H. TAMBUNTING PAWNSHOP, INC. v CIR

To be entitled to claim a tax deduction, the taxpayer must competently establish the factual and documentary
bases of its claim.

We affirm the aforequoted ruling of the CTA En Banc.

The rule that tax deductions, being in the nature of tax exemptions, are to be construed in strictissimi juris against
the taxpayer is well settled.20 Corollary to this rule is the principle that when a taxpayer claims a deduction, he
must point to some specific provision of the statute in which that deduction is authorized and must be able to
prove that he is entitled to the deduction which the law allows. 21 An item of expenditure, therefore, must fall
squarely within the language of the law in order to be deductible.22 A mere averment that the taxpayer has
incurred a loss does not automatically warrant a deduction from its gross income.

As the CTA En Banc held, Tambunting did not properly prove that it had incurred losses.
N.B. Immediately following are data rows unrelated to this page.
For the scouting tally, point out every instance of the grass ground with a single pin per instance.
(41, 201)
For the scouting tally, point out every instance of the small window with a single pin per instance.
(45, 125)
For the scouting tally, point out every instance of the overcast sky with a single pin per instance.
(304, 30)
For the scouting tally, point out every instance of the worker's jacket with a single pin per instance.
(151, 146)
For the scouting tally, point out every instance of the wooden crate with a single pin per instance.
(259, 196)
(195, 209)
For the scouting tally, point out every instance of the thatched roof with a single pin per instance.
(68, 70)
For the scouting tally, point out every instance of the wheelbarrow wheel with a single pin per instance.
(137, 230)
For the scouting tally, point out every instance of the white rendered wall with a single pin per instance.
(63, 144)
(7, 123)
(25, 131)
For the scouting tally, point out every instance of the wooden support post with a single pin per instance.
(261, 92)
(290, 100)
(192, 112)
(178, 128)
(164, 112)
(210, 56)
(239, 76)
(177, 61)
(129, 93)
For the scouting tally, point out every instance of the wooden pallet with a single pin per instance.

The subasta books it
presented were not the proper evidence of such losses from the auctions because they did not reflect the true
amounts of the proceeds of the auctions due to certain items having been left unsold after the auctions. The
rematado books did not also prove the amounts of capital because the figures reflected therein were only the
amounts given to the pawnees. It is interesting to note, too, that the amounts received by the pawnees were not
the actual values of the pawned articles but were only fractions of the real values.

Bearing in mind the principle in taxation that deductions from gross income partake the nature of tax exemptions
which are construed in strictissimi juris against the taxpayer, the Court en banc is not inclined to believe the self-
serving statements of petitioner regarding the misclassified items of office supplies, advertising and rent expenses.
Among the expenses allegedly incurred, courts may consider only those supported by credible evidence and which
appear to have been genuinely incurred in connection with the trade or business of the taxpayer. 24

From the foregoing provision of law, a person who is subject to an internal revenue tax shall issue receipts, sales or
commercial invoices, prepared at least in duplicate. The provision likewise imposed a responsibility upon the
purchaser to keep and preserve the original copy of the invoice or receipt for a period of three years from the close
of the taxable year in which the invoice or receipt was issued. The rationale behind the latter requirement is the
duty of the taxpayer to keep adequate records of each and every transaction entered into in the conduct of its
business. So that when their books of accounts are subjected to a tax audit examination, all entries therein could
be shown as adequately supported and proven as legitimate business transactions. Hence, petitioner’s claim that
the NIRC of 1977 did not require substantiation requirements is erroneous."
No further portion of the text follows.